Convenience and innovation were the implied stars of the U.S. exhibit. The ’50s had ushered in a new vision of handy timesavers in American cooking — boxed, canned and frozen ingredients and meals ready to drop into pans and plates and, before too long, microwaves. Large changes were afoot in global food systems. Fast-food restaurants were beginning to change the landscape, and the concept of the drive-through was just taking root. Americans were marketing not only their culture to the Soviets but entirely new ways of relating to food.
But where Nixon hailed convenience, Khrushchev derided waste.
“Your American houses are built to last only 20 years so builders could sell new houses at the end,” Khrushchev said. “We build firmly. We build for our children and grandchildren.”

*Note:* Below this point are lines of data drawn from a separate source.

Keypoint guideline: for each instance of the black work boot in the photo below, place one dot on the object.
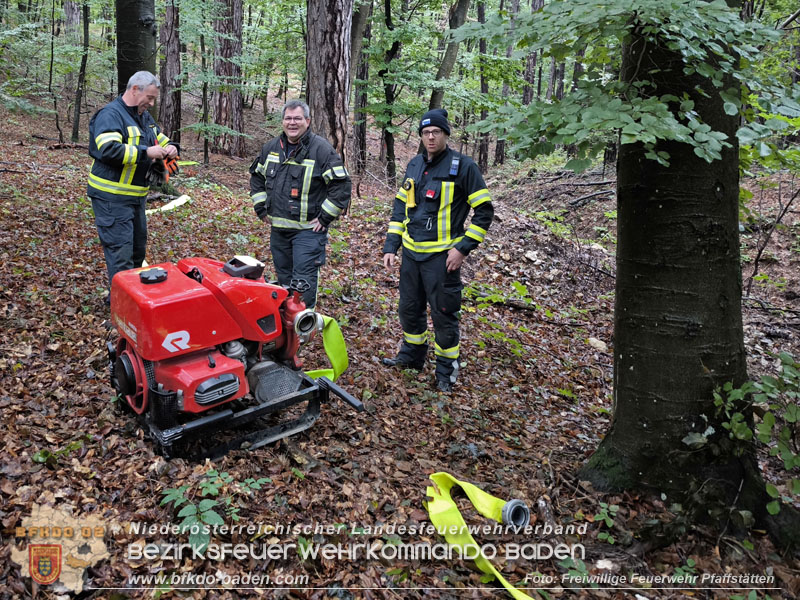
(444, 386)
(402, 364)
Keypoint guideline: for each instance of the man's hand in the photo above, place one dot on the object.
(156, 152)
(454, 260)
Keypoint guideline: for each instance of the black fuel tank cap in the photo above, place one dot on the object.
(156, 275)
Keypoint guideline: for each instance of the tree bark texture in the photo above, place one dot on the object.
(136, 39)
(76, 115)
(530, 63)
(170, 76)
(678, 323)
(328, 25)
(483, 147)
(361, 99)
(456, 18)
(227, 97)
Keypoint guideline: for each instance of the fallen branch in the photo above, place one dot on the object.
(578, 202)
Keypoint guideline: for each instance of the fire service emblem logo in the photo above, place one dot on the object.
(45, 562)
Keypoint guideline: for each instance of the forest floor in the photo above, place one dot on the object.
(532, 403)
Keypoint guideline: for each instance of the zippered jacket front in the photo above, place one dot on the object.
(432, 205)
(296, 184)
(118, 141)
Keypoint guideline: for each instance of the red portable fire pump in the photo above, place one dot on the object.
(207, 346)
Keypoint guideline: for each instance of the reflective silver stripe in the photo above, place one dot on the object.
(475, 232)
(446, 352)
(396, 227)
(330, 208)
(416, 338)
(104, 138)
(289, 224)
(116, 188)
(479, 197)
(309, 165)
(445, 208)
(427, 247)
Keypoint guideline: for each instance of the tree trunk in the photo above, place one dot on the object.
(387, 137)
(227, 98)
(328, 68)
(483, 148)
(136, 39)
(361, 99)
(678, 321)
(76, 118)
(530, 63)
(170, 115)
(456, 18)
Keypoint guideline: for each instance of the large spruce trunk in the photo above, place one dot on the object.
(677, 324)
(227, 98)
(136, 39)
(328, 68)
(170, 116)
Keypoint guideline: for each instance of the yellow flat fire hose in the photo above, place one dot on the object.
(335, 348)
(446, 517)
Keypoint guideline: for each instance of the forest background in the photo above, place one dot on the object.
(710, 102)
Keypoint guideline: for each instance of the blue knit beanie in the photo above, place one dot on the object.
(435, 118)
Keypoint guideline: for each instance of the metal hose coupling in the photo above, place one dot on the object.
(516, 514)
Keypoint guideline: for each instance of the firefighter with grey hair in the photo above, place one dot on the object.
(124, 141)
(299, 185)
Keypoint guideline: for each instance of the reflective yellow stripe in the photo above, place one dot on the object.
(396, 227)
(416, 338)
(475, 232)
(289, 224)
(445, 208)
(446, 352)
(428, 247)
(134, 133)
(330, 208)
(479, 197)
(104, 138)
(131, 155)
(113, 187)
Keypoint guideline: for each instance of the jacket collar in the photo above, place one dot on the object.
(436, 159)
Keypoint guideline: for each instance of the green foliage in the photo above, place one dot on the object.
(710, 38)
(777, 401)
(216, 493)
(605, 516)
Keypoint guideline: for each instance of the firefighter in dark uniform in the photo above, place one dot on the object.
(439, 189)
(124, 140)
(300, 185)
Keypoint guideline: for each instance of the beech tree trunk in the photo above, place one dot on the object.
(483, 147)
(76, 115)
(227, 98)
(360, 96)
(677, 315)
(328, 24)
(456, 18)
(170, 115)
(136, 39)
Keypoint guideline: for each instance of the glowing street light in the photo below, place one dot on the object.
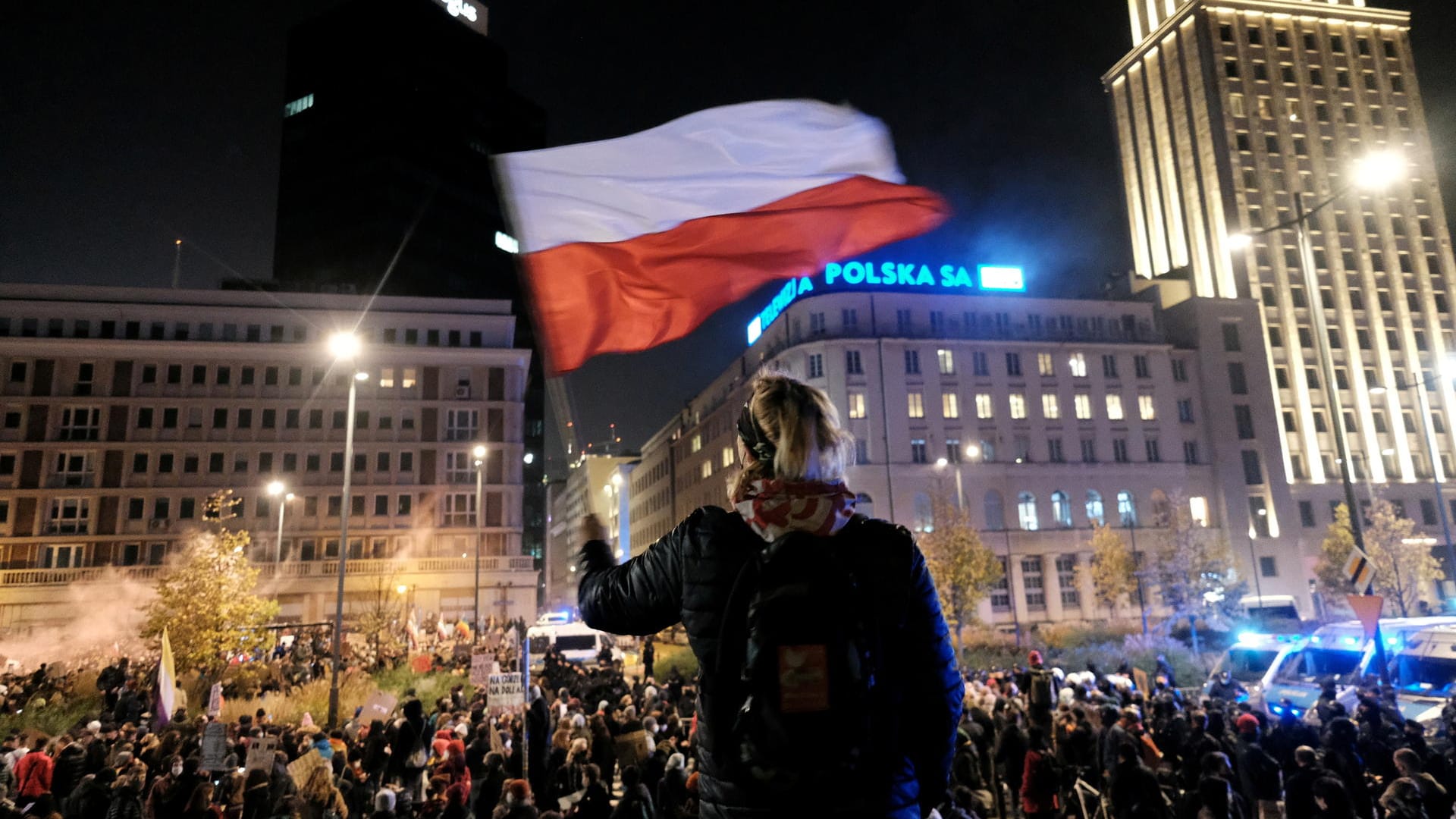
(278, 490)
(346, 349)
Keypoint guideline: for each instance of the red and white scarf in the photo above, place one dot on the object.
(775, 507)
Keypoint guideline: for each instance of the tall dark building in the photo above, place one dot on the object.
(392, 111)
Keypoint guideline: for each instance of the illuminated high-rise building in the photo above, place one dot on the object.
(1231, 115)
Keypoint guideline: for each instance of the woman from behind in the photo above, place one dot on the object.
(792, 455)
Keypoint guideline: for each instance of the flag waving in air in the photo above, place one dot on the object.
(635, 241)
(166, 684)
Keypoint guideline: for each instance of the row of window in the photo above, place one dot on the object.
(1047, 365)
(984, 450)
(224, 331)
(1017, 406)
(73, 515)
(995, 325)
(1254, 36)
(83, 423)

“American houses last for more than 20 years,” Nixon rebutted, “but, even so, after 20 years, many Americans want a new house or a new kitchen. Their kitchen is obsolete by that time.”
If the debate was judged by how global culture shifted in the ensuing years, Nixon won. The lifestyle America was marketing made strides all over the world. But it’s striking how differently Nixon and Khrushchev’s arguments land today, in an era dogged by concern over grocery prices, plastic waste, planned obsolescence and supply chains.
As Headway explores the march of progress, we wanted to consider how kitchens are changing again, as well as anchoring communities through change. We decided to begin with one of the places that played an instrumental role both in shaping the kitchens of the 20th century and in marketing the lifestyle they reflected to consumers worldwide: Southern California.
The cultural and geographic diversity of the greater Los Angeles area and its proximity to the national breadbasket of the Central Valley make it a fascinating frontier for kitchens on the forefront of change. Like many of the nation’s immigrants, many of America’s cuisine traditions have come through this city — cultures from around the world, from Japan to India to El Salvador, have shaped Los Angeles’s kitchens.
The first three stories in our series all focus on businesses that define or redefine their neighborhoods.
As you consider these stories, we want to ask you about the kitchens in your lives — both those that make food for you and those you make food in. What do our kitchens reveal about the shape of the society around them? How should they change to reshape society for the 21st century?